On Friday, her Senate desk was draped in black and topped with a vase of white roses. Senators gave tearful tributes as members of the California House delegation stood in the back of the chamber and former US House of Representatives speaker Nancy Pelosi sat in the gallery with Feinstein’s daughter, Katherine.
Senate Republican Leader Mitch McConnell was one of several Republicans who gave tributes to the Democratic icon, calling her his friend.
“Her beloved home state of California and our entire nation are better for her dogged advocacy and diligent service,” McConnell said.
“Dianne made her mark on everything from national security to the environment to protecting civil liberties,” Biden said in a statement. “Our country will benefit from her legacy for generations.”

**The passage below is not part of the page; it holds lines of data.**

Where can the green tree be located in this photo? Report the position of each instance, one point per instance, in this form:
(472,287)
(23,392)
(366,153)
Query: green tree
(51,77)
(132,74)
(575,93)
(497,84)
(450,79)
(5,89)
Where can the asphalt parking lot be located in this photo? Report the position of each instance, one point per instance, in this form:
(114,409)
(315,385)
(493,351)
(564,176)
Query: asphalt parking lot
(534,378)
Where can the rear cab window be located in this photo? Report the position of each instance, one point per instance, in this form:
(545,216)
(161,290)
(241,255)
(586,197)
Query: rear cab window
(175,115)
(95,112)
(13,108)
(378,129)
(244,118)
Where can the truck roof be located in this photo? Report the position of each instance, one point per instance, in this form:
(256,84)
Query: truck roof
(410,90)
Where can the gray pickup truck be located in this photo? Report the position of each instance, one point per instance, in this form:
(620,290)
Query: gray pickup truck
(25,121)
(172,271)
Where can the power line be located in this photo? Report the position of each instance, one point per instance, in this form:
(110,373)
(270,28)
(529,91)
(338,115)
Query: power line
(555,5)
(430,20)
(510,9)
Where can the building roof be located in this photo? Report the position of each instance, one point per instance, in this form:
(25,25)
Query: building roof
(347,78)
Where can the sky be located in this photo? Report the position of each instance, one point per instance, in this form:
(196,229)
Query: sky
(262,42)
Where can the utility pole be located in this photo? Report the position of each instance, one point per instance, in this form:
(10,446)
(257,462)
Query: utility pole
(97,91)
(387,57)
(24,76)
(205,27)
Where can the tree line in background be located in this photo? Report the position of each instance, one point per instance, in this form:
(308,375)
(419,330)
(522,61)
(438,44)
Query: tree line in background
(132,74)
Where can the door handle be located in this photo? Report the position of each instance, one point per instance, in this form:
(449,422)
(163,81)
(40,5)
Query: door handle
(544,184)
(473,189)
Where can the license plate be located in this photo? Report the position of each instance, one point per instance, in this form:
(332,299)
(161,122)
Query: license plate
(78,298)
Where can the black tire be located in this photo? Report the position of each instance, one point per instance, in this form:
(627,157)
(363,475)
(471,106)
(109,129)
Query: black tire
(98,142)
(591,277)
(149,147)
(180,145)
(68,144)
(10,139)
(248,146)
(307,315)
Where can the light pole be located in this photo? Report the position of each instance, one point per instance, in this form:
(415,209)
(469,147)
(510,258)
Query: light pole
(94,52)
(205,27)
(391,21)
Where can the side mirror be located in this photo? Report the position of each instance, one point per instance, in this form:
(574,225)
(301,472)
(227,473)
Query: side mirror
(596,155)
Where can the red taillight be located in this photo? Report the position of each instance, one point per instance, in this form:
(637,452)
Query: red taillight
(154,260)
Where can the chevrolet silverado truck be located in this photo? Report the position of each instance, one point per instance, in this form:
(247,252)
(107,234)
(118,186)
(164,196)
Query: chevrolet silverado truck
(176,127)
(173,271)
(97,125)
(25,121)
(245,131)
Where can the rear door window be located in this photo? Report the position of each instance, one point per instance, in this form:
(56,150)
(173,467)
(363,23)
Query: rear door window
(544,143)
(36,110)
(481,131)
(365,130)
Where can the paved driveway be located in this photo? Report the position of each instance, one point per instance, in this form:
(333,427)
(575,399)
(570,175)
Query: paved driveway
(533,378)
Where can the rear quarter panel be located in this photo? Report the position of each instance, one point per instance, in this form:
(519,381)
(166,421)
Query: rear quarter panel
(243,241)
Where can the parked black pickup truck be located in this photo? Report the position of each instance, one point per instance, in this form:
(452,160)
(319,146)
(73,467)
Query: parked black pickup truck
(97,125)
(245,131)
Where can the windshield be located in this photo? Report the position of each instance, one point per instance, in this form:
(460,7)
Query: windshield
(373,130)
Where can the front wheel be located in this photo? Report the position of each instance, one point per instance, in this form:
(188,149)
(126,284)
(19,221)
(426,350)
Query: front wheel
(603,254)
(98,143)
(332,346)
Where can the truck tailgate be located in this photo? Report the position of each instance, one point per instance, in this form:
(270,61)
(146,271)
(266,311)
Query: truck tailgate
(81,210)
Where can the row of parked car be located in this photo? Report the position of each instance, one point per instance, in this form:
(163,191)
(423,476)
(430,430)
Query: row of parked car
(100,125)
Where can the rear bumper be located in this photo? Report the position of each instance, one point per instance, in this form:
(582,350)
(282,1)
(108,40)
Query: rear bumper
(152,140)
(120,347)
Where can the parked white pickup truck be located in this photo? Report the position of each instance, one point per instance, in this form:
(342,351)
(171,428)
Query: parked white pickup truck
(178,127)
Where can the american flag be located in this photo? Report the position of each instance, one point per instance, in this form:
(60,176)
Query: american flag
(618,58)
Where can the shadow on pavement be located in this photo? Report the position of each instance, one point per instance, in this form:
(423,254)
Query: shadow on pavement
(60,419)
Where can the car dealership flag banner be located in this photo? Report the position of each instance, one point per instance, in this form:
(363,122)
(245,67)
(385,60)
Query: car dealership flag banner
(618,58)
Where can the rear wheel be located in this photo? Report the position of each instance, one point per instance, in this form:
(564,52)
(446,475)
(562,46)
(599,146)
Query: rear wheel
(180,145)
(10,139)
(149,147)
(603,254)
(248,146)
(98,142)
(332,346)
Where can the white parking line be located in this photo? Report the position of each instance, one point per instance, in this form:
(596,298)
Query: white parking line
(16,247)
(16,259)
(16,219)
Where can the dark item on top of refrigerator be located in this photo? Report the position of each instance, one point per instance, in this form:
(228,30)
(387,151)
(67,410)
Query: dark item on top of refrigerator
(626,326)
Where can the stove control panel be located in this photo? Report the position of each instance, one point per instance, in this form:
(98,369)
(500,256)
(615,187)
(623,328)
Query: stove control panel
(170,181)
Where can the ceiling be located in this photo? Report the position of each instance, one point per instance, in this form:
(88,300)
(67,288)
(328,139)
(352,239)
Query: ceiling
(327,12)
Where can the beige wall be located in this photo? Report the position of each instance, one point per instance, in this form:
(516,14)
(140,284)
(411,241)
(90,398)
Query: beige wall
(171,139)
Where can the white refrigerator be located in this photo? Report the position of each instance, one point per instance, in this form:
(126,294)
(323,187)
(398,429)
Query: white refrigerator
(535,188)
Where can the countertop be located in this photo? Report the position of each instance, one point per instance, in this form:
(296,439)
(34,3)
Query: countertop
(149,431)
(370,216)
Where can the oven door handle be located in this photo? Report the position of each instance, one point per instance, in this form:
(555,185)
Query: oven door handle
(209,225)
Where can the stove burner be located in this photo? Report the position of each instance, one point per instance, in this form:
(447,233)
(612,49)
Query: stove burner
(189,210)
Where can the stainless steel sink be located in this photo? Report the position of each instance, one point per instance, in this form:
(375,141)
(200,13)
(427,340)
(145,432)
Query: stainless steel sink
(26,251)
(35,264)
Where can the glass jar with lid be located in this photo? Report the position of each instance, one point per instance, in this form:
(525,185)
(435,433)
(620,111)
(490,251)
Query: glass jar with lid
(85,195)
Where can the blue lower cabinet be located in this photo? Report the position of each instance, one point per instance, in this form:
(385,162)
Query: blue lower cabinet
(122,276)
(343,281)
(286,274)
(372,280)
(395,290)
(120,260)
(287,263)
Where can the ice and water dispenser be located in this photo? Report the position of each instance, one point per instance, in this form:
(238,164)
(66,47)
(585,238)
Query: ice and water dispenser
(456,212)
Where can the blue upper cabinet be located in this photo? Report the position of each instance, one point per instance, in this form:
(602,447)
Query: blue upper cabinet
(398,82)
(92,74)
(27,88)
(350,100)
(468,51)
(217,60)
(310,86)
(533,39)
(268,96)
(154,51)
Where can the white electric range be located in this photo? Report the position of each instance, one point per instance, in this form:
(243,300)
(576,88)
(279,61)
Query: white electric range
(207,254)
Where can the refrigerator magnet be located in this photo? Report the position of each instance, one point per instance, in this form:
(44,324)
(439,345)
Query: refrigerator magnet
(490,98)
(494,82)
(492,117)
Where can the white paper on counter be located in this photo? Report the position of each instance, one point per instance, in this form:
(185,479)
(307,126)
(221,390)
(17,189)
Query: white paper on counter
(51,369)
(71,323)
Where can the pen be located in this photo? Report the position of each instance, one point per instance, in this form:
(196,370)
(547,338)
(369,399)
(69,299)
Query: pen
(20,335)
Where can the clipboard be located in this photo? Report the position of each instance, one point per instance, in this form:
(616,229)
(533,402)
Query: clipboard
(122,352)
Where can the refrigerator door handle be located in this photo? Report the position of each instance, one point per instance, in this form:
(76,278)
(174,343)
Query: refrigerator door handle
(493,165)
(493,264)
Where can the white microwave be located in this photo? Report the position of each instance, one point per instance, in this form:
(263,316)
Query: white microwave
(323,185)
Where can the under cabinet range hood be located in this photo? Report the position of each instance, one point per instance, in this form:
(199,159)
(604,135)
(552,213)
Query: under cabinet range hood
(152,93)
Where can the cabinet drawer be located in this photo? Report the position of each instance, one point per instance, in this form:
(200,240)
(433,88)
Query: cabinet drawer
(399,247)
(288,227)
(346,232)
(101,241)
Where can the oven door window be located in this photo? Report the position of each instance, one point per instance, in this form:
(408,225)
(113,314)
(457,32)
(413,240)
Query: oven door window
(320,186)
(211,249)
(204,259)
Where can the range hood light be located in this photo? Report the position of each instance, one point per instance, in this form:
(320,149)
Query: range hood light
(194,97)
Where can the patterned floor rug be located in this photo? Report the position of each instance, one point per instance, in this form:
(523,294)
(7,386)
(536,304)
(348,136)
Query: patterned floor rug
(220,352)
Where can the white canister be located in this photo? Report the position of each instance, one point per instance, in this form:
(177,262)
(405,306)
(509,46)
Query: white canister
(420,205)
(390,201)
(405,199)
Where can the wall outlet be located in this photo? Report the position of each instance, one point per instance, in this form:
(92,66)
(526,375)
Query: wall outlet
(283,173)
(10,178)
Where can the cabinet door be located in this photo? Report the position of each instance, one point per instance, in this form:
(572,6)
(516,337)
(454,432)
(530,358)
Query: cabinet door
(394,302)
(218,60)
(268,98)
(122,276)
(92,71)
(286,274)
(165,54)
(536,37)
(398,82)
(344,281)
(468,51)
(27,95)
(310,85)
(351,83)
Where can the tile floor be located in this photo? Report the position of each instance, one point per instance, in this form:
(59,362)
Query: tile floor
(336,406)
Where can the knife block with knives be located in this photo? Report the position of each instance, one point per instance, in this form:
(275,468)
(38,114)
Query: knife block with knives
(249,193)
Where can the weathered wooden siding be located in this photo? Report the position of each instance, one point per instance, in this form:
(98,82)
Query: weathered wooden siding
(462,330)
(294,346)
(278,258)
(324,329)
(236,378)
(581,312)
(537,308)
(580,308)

Feinstein was elected to the San Francisco Board of Supervisors in 1969 and became its first female board president in 1978, the year then-San Francisco mayor George Moscone was gunned down alongside Supervisor Harvey Milk at the city hall by Dan White, a disgruntled former supervisor. Feinstein found Milk’s body.
After Moscone’s death, Feinstein became San Francisco’s first female mayor. In the Senate, she was one of California’s first two female senators, the first woman to head the Senate Select Committee on Intelligence and the first woman to serve as the Judiciary Committee’s top Democrat.